1- Por acordo escrito celebrado entre o Autor Bernardino e o Réu marido, foi cedida por aquele a este a utilização, para habitação, da fracção correspondente ao 3º andar esquerdo do prédio sito na Rua […] pelo prazo de 6 meses renovável, com início em 1 de Novembro de 1973, mediante a retribuição mensal de 2.700$00, a pagar no primeiro dia útil do mês anterior àquele a que dissesse respeito;
2- Retribuição que era no valor de € 97,60 no ano de 2004;
 3-  O prédio em questão […] é constituído por rés-do-chão, primeiro, segundo e terceiro andares, lados direito e esquerdo;
4-   A Câmara Municipal […9 solicitou aos Autores a realização de obras no prédio atrás indicado;
5- Os Réus demoliram os muretes em alvenaria que separavam a cozinha da  marquise da fracção indicada;
6- E arrancaram todo o envidraçado que se encontrava
por cima dos muretes;
7- E retiraram as portas de acesso à referida marquise;
8- E demoliram tudo o que era construção em tijolo desde o envidraçado ao tecto;
9- Deixando de existir a construção que antes separava a cozinha da marquise;
10-    Passando estas, cozinha e marquise, a constituir um espaço único;
11-    Os Réus instalaram também no locado um sistema de aquecimento, tipo lareira,  que consome lenha;
  12- E, para saída do fumo, os Réus furaram a placa, em tijolo e cimento, que separa o tecto do piso e o telhado;
13- E furaram, ainda, o próprio telhado para colocação de um tubo para a saída de fumo e gases provenientes da combustão do referido sistema de aquecimento;
14- Em data indeterminada do ano de 1989, os Réus, em conjunto com outros residentes no mesmo prédio, “arrendatários” dos Autores, solicitaram ao Autor Bernardino consentimento para realizarem obras nas fracções respectivas;
15- Tendo os Réus solicitado autorização para demolir os muretes e a porta envidraçada que separavam a cozinha da marquise do 3º andar esquerdo;
16- Bem como para instalar o sistema de aquecimento já referido;
  17- O Autor autorizou a realização das obras atrás referidas pelos Réus, afirmando que os “arrendatários” podiam fazer as obras desde que não lhe pedissem dinheiro;
  18- O Autor Bernardino viu as obras atrás descritas depois de realizadas no andar dos autos;
  19- E veio a autorizar a realização das mesmas obras referidas atrás noutros andares após a sua conclusão pelos Réus;
20- Tendo solicitado aos Réus que fizessem chegar a porta envidraçada acima indicada à sua moradia em Queijas;
21- O que os Réus fizeram com a ajuda dum terceiro;

22-    O Autor Bernardino veio a realizar obras idênticas na cozinha de uma outra fracção do prédio que estava ocupada por uma sua filha;

23.  Os Autores recusaram fazer no prédio obras respeitantes a canalizações de águas e esgotos, instalação eléctrica, eliminação de infiltrações e humidades, e reparações no estuque e pintura de paredes e tectos;

24.   Tendo um morador de um prédio vizinho apresentado a questão do estado do prédio dos autos à Protecção Civil de Oeiras;

25.     Os Réus realizaram as obras acima indicadas na cozinha porque tal facilitava a abertura da porta do frigorífico;

26.      A instalação do sistema de aquecimento visou colmatar as infiltrações, frio e humidade da fracção habitada pelos Réus;

27.     Quando o Autor Bernardino se deslocou à fracção habitada pelos Réus, antes da instauração da presente causa, estes impediram a respectiva entrada.
***

O âmbito do recurso define-se pelas conclusões dos apelantes ( artigos 684º n.º 3 e 690º n.º 1 do Código de Processo Civil).
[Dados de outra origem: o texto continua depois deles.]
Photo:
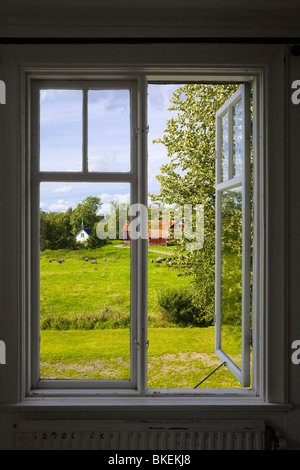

Nos presentes recursos há que decidir se:
- deve ser alterada a matéria de facto;
- se os apelantes agiram com má fé.

Antes de mais, há que apreciar se, na sentença, os ora apelantes foram efectivamente condenados como litigantes de má fé. Na fundamentação da sentença, o juiz a quo aprecia a litigância dos apelantes e considera que a mesma revela manifesta má fé concluindo que os mesmos devem ser condenados na multa de € 250,00 como litigantes de má fé. No entanto, na parte decisória, nada se diz quanto à litigância de má fé e os apelantes não são expressamente condenados no pagamento da referida multa. Quid juris?

Analisando, dum ponto de vista estritamente formal, a sentença recorrida, verificamos que a mesma se encontra dividida em 4 partes: Relatório, Motivação de facto, Motivação de direito e Decisão. Formalmente, apenas o que consta da última parte, denominada expressamente como “decisão”, é que poderá ser considerado como fazendo parte da decisão do tribunal. Mas, se lermos a parte final da parte anterior (“motivação de direito”), verificamos que o julgador fundamenta as razões porque os Autores devem ser condenados como litigantes de má fé e conclui com a indicação da multa que lhes deve ser aplicada. Não restam dúvidas que o juiz a quo pretendeu condená-los como litigantes de má fé e, mais do que isso, fixou o valor da multa respectiva. O mesmo é dizer que, apesar da imperfeição formal de não ter transcrito na parte decisória a condenação em multa, não há dúvidas que era essa a intenção do julgador. Se outra razão não existisse para assim entender, teríamos a favor desta interpretação o facto de ambas as partes terem aceite esta condenação sem suscitar a questão de formalmente não constar na parte decisória. Entendemos, por isso, que se deve considerar que a sentença condena os Autores, como litigantes de má fé, na multa de € 250,00.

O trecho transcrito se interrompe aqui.